Kendini dev aynasında gördüğün için ne makamına, ne kişiliğine yakışır cümleler kurmaktan özenle kaçındın.Bir gazeteye verdiğin demecinde şu ifadeyi kullanıyorsun. “ Zaten Ufuk sesli 2009 seçimlerinde devirdiğim selefimin..” bu ne biçim bir üslup,bu nasıl bir konuşma şeklidir acaba.Kimselerin değiştiremediği adını  bu kez biz değiştirelim adın devirici başkan olsun.Sen aslında eski selefini değil, otobüsü çoktan devirmişsinde haberimiz yokmuş. “
Saygınlık kan bağı , korku , otorite ile değil doğru , gerçek , hakikate olan eğilim ve fikirlerine olan sadakatin ile kazanılır bilmeni isterim.”

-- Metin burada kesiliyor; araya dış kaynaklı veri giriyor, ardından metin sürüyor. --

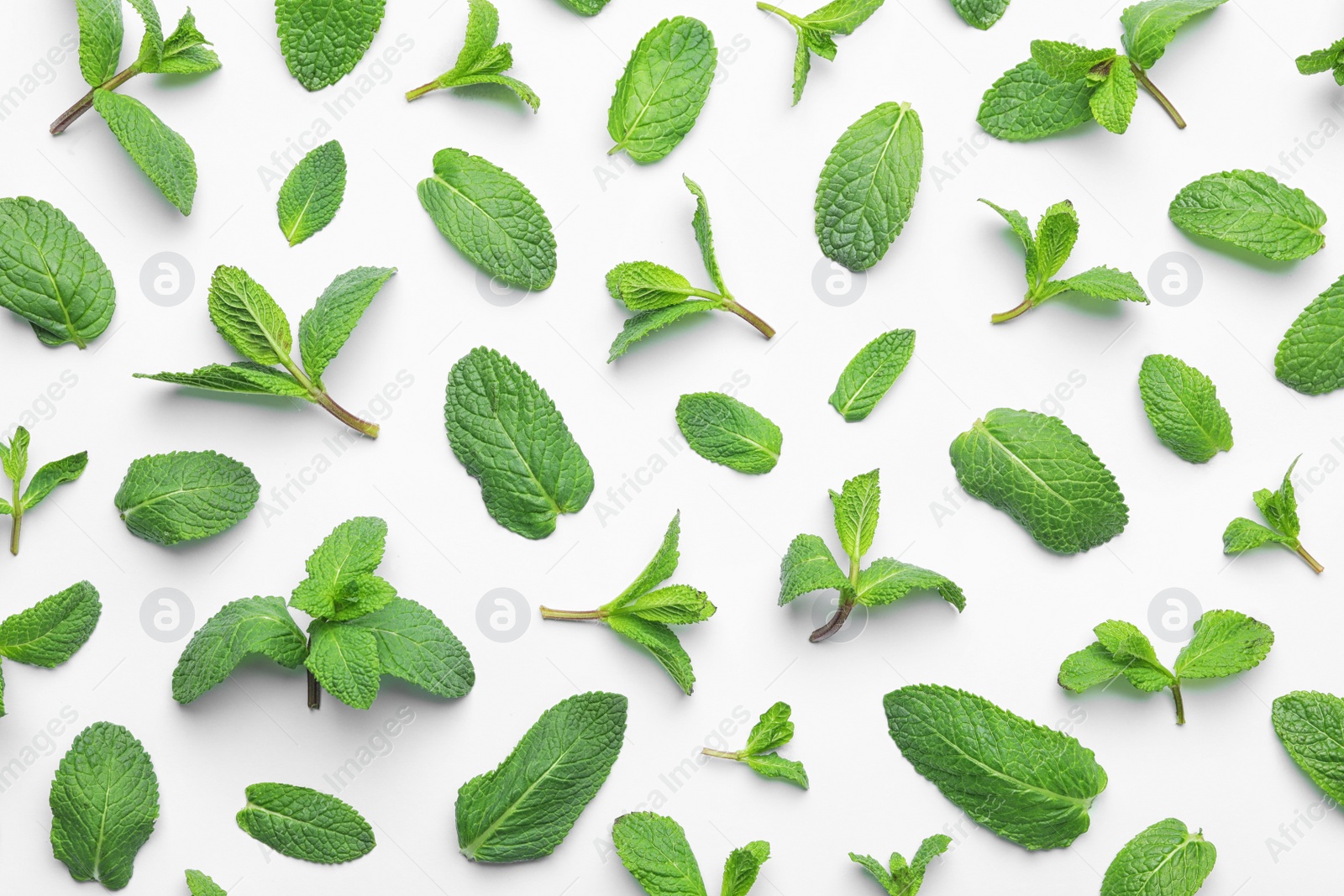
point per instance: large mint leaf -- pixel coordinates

 Anlattıkların hep vaatte kaldı, olamadın herkese başkan, ayrımcılık yaptın, adam kayırdın, işi ile tehdit ettin beni bile avukatın aracılığı ile tehdit ettin. Hatta eski korumalarına vurun bu gazeteciyi dedin. Olamadın, olamadın Bayındır’a başkan olamadın.Ne Bayındır’a,ne gönüllere başkan olmadın.
Dileğim şudur, yeniden aday olduğuna göre,  beş senedir yapılan yanlışları buradan okurlarımla paylaşarak vicdanınla hesaplaşmanı sağlarım.